Division of Cardiovascular Disease, Department of Medicine, University of Alabama, Birmingham, Alabama.
Division of Cardiovascular Disease, Department of Medicine, University of Alabama, Birmingham, Alabama.
J Card Fail. 2018 Oct;24(10):716-718. doi: 10.1016/j.cardfail.2018.09.008. Epub 2018 Sep 21.

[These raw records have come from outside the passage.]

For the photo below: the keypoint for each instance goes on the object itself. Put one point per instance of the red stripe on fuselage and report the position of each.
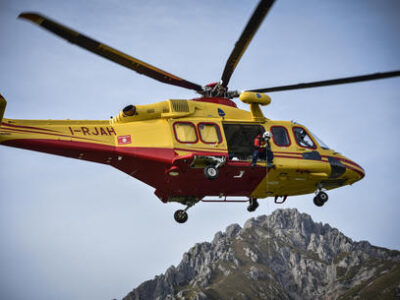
(45, 133)
(26, 127)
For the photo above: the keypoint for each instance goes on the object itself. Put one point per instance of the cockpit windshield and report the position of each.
(320, 142)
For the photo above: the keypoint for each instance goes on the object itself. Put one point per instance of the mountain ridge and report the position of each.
(285, 255)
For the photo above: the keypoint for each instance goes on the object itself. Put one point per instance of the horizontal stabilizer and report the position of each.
(3, 104)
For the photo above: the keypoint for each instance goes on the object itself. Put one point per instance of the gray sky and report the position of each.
(78, 230)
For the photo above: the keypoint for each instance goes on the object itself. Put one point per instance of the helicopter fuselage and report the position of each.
(168, 144)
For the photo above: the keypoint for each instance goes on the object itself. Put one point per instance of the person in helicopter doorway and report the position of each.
(262, 149)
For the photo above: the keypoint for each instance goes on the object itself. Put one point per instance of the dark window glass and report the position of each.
(303, 138)
(209, 133)
(280, 136)
(240, 139)
(185, 132)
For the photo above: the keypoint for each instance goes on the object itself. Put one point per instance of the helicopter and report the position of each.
(190, 149)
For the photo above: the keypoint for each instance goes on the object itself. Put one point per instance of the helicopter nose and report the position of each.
(354, 171)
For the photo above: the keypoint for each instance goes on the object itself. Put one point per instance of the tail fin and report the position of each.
(3, 104)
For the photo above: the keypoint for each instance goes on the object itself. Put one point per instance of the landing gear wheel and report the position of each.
(180, 216)
(323, 196)
(211, 172)
(318, 202)
(320, 199)
(253, 204)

Despite cardiac resynchronization therapy (CRT), some patients with heart failure progress and undergo left ventricular assist device (LVAD) implantation. Management of CRT after LVAD implantation has not been well studied. The purpose of this study was to determine whether RV pacing or biventricular pacing measurably affects acute hemodynamics in patients with an LVAD and a CRT device.

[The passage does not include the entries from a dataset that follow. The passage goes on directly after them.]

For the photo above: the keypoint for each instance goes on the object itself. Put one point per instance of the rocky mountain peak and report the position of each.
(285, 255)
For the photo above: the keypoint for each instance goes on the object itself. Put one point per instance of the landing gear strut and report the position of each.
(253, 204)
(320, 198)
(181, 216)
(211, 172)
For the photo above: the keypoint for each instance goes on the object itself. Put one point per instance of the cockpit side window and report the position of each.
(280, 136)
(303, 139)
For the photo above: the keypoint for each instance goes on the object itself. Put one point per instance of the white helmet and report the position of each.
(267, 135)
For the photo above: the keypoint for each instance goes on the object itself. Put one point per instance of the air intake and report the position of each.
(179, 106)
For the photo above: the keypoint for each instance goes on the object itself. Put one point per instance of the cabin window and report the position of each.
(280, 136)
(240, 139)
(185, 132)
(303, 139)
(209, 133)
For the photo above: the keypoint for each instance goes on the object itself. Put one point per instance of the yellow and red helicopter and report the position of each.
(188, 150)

Seven patients with CRT and LVAD underwent right heart catheterization. Pressures and oximetry were measured and LVAD parameters were recorded during 3 different conditions: RV pacing alone, biventricular pacing, and intrinsic atrioventricular conduction. Paired t tests were used to evaluate changes within subjects. There were no significant changes in right atrial pressure, pulmonary arterial pressures, pulmonary capillary wedge pressure, cardiac index, or any LVAD parameter (P > .05).
Our data suggest that CRT probably has no acute hemodynamic effect in patients with LVADs, but further study is needed.
尽管进行了心脏再同步治疗(CRT),但一些心力衰竭患者仍会进展并接受左心室辅助装置(LVAD)植入。LVAD 植入后 CRT 的管理尚未得到充分研究。本研究旨在确定 RV 起搏或双心室起搏是否可在具有 LVAD 和 CRT 装置的患者中对急性血液动力学产生可测量的影响。
7 例 CRT 和 LVAD 患者接受了右心导管检查。在 3 种不同条件下测量压力和血氧饱和度,并记录 LVAD 参数:RV 起搏、双心室起搏和固有房室传导。使用配对 t 检验评估受试者内的变化。右心房压、肺动脉压、肺毛细血管楔压、心指数或任何 LVAD 参数均无显著变化(P >.05)。
我们的数据表明,CRT 可能对 LVAD 患者没有急性血液动力学影响,但需要进一步研究。